While the threat of ISIS has largely been removed, America is still working on figuring out how to deal with citizens who crossed the planet to aid the terrorist organization.

A married couple who were arrested in New Jersey boarding a cargo ship that they believed was taking them to fight for the Islamic State have pleaded guilty to trying to provide material support to the terrorist group, federal authorities said.

James Bradley, 21, and Arwa Muthana, 30, entered the pleas Friday and Monday in U.S. District Court in Manhattan, the U.S. Attorney’s Office in New York’s Southern District said in a news release.

Bradley, of the Bronx, and Muthana, of Hoover, Alabama, were arrested in New Jersey on March 31, 2021, after they paid an undercover New York City police officer $1,000 for what they believed would be passage to Yemen, according to a complaint filed in federal court.  

The couple were arrested after they crossed the gangplank in Newark, New Jersey, according to the complaint.

After she was taken into custody, Muthana told investigators that she was “willing to fight and kill Americans,” the document says.

In a voluntary interview with the FBI in 2019, Bradley told an FBI agent that he didn’t support the Islamic State because the group killed innocent Muslims, according to the complaint.

In May 2020, Bradley allegedly told an undercover officer he thought ISIS was good for Muslims because it is attempting to establish a caliphate and also said he might do “something” at a U.S. military training academy if he wasn’t able to get out of the U.S.

In January 2021, he allegedly told the same undercover officer, in his cause for jihad, he was considering using his truck to take “out” Reserve Officer Training Corps (ROTC) cadets he saw at a university in New York with the help of his wife. He previously expressed interest in attacking a military base.

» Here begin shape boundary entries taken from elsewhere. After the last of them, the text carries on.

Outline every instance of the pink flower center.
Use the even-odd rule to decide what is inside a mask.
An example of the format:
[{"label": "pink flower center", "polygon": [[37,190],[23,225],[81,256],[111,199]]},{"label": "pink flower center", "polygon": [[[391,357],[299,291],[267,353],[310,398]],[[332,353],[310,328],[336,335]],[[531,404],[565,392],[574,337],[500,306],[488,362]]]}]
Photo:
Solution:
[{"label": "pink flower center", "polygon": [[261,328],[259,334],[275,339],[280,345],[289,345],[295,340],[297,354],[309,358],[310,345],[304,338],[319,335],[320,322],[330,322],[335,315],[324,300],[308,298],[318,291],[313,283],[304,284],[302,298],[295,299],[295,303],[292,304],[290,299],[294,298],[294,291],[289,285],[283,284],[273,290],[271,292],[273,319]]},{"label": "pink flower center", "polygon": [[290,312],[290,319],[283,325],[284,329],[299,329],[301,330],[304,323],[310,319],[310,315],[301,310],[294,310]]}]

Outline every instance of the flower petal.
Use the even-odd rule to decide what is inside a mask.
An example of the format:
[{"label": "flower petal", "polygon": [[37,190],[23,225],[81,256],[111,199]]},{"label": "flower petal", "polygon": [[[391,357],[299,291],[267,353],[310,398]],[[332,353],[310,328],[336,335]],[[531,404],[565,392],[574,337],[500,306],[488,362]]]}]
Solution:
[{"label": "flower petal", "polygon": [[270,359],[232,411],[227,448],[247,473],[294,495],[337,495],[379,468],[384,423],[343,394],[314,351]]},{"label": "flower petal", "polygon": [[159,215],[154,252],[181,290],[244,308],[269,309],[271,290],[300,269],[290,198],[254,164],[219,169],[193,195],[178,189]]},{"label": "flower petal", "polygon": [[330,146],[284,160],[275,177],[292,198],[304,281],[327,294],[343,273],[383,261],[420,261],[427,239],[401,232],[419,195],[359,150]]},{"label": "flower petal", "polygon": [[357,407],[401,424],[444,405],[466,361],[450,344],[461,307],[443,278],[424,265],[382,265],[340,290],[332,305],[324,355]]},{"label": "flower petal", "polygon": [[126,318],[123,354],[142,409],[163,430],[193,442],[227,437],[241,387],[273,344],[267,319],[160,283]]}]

After the couple met up in New York in early March, Bradley allegedly contacted the undercover officer for help getting on a cargo ship to Asia or Africa with the intent of traveling to the Middle East

The officer put them in contact with someone who could help who was actually another undercover officer.

Muthana is the sister of Hoda Muthana, who left the U.S. in 2014 to become an ISIS bride, according to AL.com. She reportedly said in 2019 that she “regrets” joining ISIS after surrendering to coalition forces, but a U.S. judge ruled that year she wouldn’t be allowed back in the U.S. because she’s not a citizen.

The next year, Bradley told an undercover officer that be believed the Islamic State “may be good for Muslims” because the group was establishing a caliphate.